Testing of related classes
Video

In real projects, no matter how small they are, we aren't dealing with separate classes, but with chains and bunches of related classes. The depth of such a system might be five/seven/ten+ levels. Testing of such a case may seem a very hard task. And solving of this problem often puts the first sticks of dinamite under the testing code...

Trying to provide work of the testing class, non-experienced developers are tend to write their own fake implementations of classes, on which the tested code depends. Or, which is much worse, they do not fake anything and throw the whole chain of related classes into a test, 'as is', making the testing method/class monstrous and unviable.

The both ways lead to nowhere, the first one because of increasing of fragile of the testing code, the second one - by the reason of complexity of writing and supporting of tests, which is increasing by exponent with growing of number of nesting layers.

By the way, it is necessary to say that the first approach has a right to existing and if we lived in 80ths, it would have become a 'silver bullet'. But nowadays, in the epoch of lazy developers... everyting is already made for us)

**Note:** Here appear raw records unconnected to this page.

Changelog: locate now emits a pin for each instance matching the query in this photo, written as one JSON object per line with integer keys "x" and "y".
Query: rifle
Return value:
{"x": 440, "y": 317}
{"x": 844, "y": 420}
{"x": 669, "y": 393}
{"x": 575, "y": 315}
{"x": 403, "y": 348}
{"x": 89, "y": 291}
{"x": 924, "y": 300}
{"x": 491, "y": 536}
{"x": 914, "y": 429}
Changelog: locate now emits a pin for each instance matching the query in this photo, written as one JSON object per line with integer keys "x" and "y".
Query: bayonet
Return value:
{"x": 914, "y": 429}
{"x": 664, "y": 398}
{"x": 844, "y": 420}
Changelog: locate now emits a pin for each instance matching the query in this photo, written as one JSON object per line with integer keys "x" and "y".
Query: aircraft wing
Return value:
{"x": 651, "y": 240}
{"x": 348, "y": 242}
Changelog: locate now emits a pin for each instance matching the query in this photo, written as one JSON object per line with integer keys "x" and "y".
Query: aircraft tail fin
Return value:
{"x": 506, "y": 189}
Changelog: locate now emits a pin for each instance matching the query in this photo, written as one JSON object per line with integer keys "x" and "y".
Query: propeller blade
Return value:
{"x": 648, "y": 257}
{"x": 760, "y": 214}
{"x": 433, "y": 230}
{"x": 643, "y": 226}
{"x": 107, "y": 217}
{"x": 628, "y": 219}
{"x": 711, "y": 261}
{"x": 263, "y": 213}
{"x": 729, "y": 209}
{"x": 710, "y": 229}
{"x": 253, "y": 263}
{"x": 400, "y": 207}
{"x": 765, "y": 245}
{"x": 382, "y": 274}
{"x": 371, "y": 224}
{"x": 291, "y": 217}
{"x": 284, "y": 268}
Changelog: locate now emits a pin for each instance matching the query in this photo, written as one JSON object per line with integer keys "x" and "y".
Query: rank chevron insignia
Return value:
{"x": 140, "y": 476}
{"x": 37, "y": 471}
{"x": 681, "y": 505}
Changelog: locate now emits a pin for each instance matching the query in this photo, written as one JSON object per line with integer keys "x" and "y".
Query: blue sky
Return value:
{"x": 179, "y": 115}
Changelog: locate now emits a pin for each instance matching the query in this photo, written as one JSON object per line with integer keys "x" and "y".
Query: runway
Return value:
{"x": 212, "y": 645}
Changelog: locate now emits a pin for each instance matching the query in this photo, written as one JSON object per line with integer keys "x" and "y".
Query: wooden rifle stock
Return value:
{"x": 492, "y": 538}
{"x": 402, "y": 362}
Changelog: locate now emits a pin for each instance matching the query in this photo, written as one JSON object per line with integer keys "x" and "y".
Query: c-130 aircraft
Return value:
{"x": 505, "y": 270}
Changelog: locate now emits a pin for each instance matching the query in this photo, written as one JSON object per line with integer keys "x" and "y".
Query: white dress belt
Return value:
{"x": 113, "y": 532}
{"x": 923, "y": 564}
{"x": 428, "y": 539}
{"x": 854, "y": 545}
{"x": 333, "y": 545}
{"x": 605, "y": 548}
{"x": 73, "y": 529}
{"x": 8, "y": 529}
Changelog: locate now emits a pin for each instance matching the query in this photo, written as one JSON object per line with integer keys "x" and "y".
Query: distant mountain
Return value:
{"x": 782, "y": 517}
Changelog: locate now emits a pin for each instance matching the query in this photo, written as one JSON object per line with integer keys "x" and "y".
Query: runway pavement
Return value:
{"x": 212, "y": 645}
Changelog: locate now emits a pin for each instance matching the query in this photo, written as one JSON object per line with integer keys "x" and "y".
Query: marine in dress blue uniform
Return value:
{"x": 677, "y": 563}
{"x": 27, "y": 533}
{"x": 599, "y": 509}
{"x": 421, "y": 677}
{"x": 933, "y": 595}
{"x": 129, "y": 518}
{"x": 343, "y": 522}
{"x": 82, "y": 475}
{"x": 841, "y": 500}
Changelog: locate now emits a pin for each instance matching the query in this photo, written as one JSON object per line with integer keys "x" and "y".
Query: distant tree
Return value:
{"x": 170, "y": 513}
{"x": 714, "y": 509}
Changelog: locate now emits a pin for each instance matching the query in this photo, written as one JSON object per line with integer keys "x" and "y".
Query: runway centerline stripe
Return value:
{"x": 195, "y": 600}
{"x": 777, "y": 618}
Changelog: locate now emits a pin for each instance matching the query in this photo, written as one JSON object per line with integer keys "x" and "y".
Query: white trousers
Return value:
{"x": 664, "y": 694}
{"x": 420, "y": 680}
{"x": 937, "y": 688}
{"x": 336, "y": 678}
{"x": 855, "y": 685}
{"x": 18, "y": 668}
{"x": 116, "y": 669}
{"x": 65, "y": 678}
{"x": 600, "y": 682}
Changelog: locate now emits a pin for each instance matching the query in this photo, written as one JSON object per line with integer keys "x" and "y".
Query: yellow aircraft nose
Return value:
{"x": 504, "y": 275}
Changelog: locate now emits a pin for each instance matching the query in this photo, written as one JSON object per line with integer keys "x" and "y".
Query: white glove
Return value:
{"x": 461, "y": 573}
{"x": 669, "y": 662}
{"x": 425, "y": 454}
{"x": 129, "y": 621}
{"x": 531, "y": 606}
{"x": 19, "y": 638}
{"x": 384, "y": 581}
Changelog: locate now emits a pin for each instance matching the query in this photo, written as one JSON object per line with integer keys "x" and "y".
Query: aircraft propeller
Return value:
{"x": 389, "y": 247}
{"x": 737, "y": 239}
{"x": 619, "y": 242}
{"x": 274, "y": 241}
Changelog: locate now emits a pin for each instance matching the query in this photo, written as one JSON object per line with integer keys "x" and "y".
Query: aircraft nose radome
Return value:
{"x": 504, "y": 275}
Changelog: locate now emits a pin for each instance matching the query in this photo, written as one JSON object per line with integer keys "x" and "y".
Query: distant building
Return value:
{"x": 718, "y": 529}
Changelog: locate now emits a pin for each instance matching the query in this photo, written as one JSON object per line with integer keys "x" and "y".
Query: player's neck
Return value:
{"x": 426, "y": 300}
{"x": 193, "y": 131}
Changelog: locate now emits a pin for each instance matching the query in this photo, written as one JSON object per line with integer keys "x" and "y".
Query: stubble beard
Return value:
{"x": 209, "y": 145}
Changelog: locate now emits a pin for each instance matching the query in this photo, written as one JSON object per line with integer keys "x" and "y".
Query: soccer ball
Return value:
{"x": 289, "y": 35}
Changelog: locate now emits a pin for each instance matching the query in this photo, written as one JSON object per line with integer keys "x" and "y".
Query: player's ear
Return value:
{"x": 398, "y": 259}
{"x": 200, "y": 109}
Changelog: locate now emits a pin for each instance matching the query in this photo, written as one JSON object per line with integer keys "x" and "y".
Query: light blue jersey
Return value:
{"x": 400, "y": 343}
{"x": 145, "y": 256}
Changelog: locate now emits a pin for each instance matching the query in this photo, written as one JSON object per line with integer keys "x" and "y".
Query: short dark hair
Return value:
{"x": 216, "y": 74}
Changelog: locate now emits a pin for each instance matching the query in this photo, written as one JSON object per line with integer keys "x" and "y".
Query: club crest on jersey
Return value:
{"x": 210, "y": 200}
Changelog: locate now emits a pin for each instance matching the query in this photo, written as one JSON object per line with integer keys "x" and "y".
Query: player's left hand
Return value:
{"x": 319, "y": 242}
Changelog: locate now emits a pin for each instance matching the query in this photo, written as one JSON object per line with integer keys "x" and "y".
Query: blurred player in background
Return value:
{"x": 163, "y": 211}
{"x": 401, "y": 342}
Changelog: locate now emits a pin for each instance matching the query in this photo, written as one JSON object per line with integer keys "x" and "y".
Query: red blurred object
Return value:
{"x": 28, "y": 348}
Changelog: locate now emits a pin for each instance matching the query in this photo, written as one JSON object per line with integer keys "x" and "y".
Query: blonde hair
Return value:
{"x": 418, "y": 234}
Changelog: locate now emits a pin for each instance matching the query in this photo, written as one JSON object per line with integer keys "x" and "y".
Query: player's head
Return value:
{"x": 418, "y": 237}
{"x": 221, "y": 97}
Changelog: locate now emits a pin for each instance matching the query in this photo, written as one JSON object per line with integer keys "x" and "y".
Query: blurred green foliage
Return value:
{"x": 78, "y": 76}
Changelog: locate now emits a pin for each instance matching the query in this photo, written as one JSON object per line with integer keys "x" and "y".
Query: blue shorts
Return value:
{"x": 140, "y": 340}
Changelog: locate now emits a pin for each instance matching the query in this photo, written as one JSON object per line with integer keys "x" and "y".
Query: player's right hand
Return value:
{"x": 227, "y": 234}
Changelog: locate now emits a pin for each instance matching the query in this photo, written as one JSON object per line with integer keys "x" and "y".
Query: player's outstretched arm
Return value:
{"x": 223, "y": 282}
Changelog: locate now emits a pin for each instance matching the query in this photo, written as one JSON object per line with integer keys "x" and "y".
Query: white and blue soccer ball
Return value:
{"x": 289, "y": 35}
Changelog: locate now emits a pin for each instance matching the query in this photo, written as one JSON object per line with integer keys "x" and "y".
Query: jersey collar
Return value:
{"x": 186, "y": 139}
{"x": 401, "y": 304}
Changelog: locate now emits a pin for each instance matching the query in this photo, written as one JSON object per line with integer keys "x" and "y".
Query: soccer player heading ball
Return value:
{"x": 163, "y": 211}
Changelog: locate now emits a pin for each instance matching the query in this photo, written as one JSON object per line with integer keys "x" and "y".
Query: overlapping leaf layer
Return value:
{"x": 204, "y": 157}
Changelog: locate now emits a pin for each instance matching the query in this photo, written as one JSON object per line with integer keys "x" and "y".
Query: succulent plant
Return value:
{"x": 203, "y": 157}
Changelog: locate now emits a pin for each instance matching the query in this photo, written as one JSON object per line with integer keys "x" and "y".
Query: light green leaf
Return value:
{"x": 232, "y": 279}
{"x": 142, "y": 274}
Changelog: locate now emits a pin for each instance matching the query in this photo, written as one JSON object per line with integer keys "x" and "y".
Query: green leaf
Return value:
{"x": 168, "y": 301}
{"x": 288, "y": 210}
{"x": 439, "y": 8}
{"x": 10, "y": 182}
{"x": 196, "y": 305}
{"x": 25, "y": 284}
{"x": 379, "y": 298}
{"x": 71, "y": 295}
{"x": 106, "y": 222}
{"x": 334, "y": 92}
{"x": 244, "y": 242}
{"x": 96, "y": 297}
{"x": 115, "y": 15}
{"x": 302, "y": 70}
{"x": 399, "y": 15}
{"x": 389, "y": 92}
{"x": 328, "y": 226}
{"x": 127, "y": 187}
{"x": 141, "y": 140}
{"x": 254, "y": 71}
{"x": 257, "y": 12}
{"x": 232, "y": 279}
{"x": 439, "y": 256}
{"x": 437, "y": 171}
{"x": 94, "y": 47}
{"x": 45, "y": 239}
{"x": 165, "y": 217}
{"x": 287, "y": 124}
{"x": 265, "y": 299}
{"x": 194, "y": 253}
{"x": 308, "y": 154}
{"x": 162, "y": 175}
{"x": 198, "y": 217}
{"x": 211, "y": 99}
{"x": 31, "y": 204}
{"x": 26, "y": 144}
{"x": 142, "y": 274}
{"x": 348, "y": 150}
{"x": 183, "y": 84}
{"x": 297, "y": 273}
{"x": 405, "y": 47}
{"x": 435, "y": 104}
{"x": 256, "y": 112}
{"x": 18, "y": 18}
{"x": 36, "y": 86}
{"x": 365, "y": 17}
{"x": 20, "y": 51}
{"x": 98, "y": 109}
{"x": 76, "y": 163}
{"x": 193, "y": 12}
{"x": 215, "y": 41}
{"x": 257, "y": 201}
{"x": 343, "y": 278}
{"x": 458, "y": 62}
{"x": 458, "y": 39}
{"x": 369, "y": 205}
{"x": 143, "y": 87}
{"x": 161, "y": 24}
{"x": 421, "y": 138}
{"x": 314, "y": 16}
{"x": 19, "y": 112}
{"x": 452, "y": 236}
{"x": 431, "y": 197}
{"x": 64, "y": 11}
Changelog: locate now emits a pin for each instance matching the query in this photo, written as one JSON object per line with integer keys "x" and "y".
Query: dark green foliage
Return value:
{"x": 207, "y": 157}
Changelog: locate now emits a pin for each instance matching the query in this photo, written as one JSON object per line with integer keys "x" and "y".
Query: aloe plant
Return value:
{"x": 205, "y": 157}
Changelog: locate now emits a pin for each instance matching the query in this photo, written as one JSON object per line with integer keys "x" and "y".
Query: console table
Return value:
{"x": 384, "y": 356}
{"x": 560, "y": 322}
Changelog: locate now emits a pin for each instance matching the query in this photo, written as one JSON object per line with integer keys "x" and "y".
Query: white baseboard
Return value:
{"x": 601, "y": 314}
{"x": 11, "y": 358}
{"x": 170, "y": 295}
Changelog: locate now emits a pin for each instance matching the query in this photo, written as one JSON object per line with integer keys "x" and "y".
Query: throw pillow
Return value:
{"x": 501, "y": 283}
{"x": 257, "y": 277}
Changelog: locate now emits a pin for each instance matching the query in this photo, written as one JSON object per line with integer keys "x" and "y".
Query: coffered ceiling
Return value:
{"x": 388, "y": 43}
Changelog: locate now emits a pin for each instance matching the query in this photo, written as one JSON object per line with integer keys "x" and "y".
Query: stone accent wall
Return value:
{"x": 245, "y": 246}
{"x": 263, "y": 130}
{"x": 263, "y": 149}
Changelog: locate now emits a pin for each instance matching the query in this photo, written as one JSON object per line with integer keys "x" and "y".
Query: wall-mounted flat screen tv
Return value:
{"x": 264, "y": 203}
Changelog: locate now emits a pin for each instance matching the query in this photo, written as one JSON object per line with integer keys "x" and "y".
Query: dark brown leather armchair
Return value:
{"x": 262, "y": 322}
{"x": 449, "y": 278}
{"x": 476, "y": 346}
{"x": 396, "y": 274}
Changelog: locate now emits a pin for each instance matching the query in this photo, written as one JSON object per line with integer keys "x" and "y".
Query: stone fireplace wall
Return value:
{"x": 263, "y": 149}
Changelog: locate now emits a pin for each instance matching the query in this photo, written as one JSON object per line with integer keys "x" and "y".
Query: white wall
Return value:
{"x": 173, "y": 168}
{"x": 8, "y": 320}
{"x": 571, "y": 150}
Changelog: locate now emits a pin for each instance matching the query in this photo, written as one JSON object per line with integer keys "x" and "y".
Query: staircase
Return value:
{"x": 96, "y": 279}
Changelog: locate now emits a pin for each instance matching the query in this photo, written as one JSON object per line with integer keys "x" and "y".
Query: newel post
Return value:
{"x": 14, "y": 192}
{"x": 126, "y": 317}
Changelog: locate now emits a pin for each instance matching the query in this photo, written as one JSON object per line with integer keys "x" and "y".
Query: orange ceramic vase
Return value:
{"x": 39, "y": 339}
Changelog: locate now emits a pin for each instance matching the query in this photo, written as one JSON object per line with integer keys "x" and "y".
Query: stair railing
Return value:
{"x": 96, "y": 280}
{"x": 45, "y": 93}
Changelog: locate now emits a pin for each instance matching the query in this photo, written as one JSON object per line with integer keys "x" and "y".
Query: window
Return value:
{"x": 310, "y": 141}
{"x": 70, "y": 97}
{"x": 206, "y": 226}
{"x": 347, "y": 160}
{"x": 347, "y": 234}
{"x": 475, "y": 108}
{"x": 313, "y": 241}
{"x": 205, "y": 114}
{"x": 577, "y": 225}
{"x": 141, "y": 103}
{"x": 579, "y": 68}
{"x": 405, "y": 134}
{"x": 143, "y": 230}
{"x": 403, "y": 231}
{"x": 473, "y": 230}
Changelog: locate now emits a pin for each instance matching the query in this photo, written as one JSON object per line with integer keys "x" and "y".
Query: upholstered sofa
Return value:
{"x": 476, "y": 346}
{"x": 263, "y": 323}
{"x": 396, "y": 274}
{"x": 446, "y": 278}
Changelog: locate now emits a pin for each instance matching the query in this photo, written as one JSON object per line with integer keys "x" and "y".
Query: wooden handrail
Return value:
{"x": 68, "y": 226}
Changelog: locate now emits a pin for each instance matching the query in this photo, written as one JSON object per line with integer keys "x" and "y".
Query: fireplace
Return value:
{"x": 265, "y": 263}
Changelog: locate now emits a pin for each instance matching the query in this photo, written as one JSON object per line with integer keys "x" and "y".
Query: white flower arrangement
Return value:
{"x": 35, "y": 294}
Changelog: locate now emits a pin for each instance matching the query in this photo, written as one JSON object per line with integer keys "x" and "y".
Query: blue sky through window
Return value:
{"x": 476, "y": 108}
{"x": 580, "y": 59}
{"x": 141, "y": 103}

Let's look at a simple case with two classes.

We have an interface

public interface IFileReader
{
   string Read( string filePath);
}

A class that implements the interface

public class FileReader
{
   public string Read(string filePath)
   {
      return File.ReadAllText(filePath);
   }
}

And a class, which is dependent on FileReader

public class StringDecorator
{
   private readonly IFileReader _reader;
   public StringDecorator(IFileReader reader)
   {
      _reader = reader;
   }
   
   public string Get(string filePath)
   {
      var text = _reader.Read(filePath);
      return text.ToUpper();
   }
}

Our purpose is to test the class StringDecorator. And the library Moq (from 'Gentleman's set of an autotester') comes to the rescue here. In the easiest case (just to start our aquaintance from somewhere ) we can say that it's mission is creating of fake implementations of interfaces. To not to say to many worthless words, let's look at the example.

[TestFixture]
public class StringDecoratorTests
{
   private <MockIFileReader> _reader;
   private StringDecorator _decorator;
   
   [SetUp]
   public void SetUp()
   {
      _reader =  new Mock<IFileReader>(MockBehavior.Strict);
      _decorator =  new StringDecorator(_reader.Object);
   }
   
   [Theory, AutoData]
   public void Get_Success(string filePath)
   {
      var text = "aaa";
      var expected = "AAA";
      _reader.Setup(e => e.Read(filePath)).Returns(text);
      //
      var result = _decorator.Get(filePath);
      //
      Assert.True(result == expected);
   }
}

*The example uses nUnit, rewriting it for xUnit is valueless, I believe, because removing of [TestFixture] and changing the SetUp method for the constructor would allow to use the code with xUnit.

A talk about SetUp methods is going to be later, at this point it's enough to say that the method executes before each launch of a test in the class StringDecoratorTests.

What's happening inside have to be clear: using the Moq library, we create a fake implementation of IFileReader and use it while creating of an instance of the StringDecorator, which is under testing. Take into account using of MockBehavior.Strict, use this approach everywhere, always - with such a setting we order to system to throw exception every time when the testing code tries to call non-set method of a faked interface. We are going to talk about that while discussing of the Read() method. Variables text and expected don't require any comments - we already told about such things in previous articles.

The whole magic is in the

_reader.Setup(e => e.Read(filePath)).Returns(text);

Here we are setting behaviour of our fake FileReader, ordering that the method Read would had to return the variable 'text', if got the 'filePath' as the input parameter.

From that moment while calling _reader.Read() our _decorator calls our fake and receive exactly the string that we set previously.

The important moment: that is why it is necessary to use the MockBehavior.Strict parameter. If, for any reason, we do not set behaviour of the Read-method, the system would immediately throw an exception at the moment of calling of non-set method and ask for appropriate settings.

If you remove the Strict-parameter, the Read-method would always return null and no exceptions would be thrown... But a developer would curse everything, trying to find out the reason of the broken test)

The next steps are evident, I believe - we execute the tested method and compare the result with the expected string. The code looks pury and there is no need in creating own fakes. Wherein that approach works regardless of the nesting depth of classes. Even including a chain of hundred dependent classes into the FileReader would not influence to our test - we fake the behaviour, described in the interface and don't care about dependences of a concrete class and details of it's realization.